Complete Configuration Example

Butler-SOS:
  userEvents:
    enable: true
    udpServerConfig:
      serverHost: 10.11.12.13
      portUserActivityEvents: 9997
      messageQueue:
        maxConcurrent: 5
        maxSize: 100
        dropStrategy: oldest
      rateLimit:
        enable: true
        maxMessagesPerMinute: 300
        violationLogThrottle: 60
      maxMessageSize: 65507
      backpressure:
        threshold: 80

  logEvents:
    udpServerConfig:
      serverHost: 10.11.12.13
      portLogEvents: 9996
      messageQueue:
        maxConcurrent: 5
        maxSize: 100
        dropStrategy: oldest
      rateLimit:
        enable: true
        maxMessagesPerMinute: 300
        violationLogThrottle: 60
      maxMessageSize: 65507
      backpressure:
        threshold: 80

Tuning Recommendations

High-Volume Environments (500+ users)

Increase concurrency and queue size:

messageQueue:
  maxConcurrent: 10
  maxSize: 500
rateLimit:
  maxMessagesPerMinute: 1000

Resource-Constrained Environments

Lower concurrency to reduce CPU/memory usage:

messageQueue:
  maxConcurrent: 2
  maxSize: 50
rateLimit:
  maxMessagesPerMinute: 100

Development/Testing

Disable rate limiting for easier testing:

rateLimit:
  enable: false

Troubleshooting

Messages Being Dropped

Check queue utilization:

  • Look for "Backpressure detected" warnings in logs
  • Review queue_utilization_pct metric in InfluxDB
  • Consider increasing maxSize or maxConcurrent

Check rate limiting:

  • Look for "Rate limit exceeded" warnings in logs
  • Review messages_dropped_rate_limit metric
  • Consider increasing maxMessagesPerMinute

Check processing performance:

  • Review processing_time_p95_ms metric
  • If processing times are high, investigate:
    • Network latency to InfluxDB/New Relic/MQTT
    • QRS API performance (for user events with app name lookup)
    • Disk I/O (for file logging)

High Memory Usage

If Butler SOS memory usage is high:

  1. Reduce maxConcurrent to limit parallel operations
  2. Reduce maxSize to limit queued messages
  3. Enable rate limiting to prevent spikes
  4. Check for memory leaks in custom integrations

No Metrics Appearing

Verify configuration:

Butler-SOS:
  influxdbConfig:
    enable: true
  qlikSenseEvents:
    eventCount:
      enable: true
    influxdb:
      enable: true

Check logs for errors:

grep "UDP QUEUE METRICS INFLUXDB" /path/to/butler-sos.log

Migration from Previous Versions

Previous versions of Butler SOS had no message queuing or rate limiting. The new configuration options are required in the config file.

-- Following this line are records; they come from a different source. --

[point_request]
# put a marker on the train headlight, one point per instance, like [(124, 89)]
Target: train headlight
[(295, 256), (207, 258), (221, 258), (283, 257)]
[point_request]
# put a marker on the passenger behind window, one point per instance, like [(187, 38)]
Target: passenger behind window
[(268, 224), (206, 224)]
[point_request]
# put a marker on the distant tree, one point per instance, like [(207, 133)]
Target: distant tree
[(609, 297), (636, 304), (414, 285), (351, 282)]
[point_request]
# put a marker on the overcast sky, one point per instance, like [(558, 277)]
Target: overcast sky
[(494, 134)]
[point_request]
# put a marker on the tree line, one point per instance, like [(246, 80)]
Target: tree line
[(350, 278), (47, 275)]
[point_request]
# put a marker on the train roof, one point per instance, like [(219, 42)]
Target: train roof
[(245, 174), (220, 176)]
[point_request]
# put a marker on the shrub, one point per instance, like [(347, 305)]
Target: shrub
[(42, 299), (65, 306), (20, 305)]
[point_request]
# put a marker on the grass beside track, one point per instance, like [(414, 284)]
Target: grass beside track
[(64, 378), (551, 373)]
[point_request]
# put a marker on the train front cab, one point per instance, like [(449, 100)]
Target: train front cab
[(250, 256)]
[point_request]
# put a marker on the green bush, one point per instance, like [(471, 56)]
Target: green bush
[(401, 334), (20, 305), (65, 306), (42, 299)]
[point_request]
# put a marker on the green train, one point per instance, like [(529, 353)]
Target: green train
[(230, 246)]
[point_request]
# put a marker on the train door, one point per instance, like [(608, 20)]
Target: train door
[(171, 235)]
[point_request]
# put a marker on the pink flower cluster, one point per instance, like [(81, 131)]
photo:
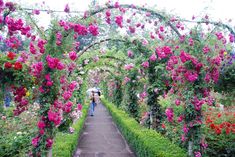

If you have an existing configuration, add the new sections to userEvents.udpServerConfig and logEvents.udpServerConfig:

messageQueue:
  maxConcurrent: 5
  maxSize: 100
  dropStrategy: oldest
rateLimit:
  enable: true
  maxMessagesPerMinute: 300
  violationLogThrottle: 60
maxMessageSize: 65507
backpressure:
  threshold: 80

These default values work well for most environments.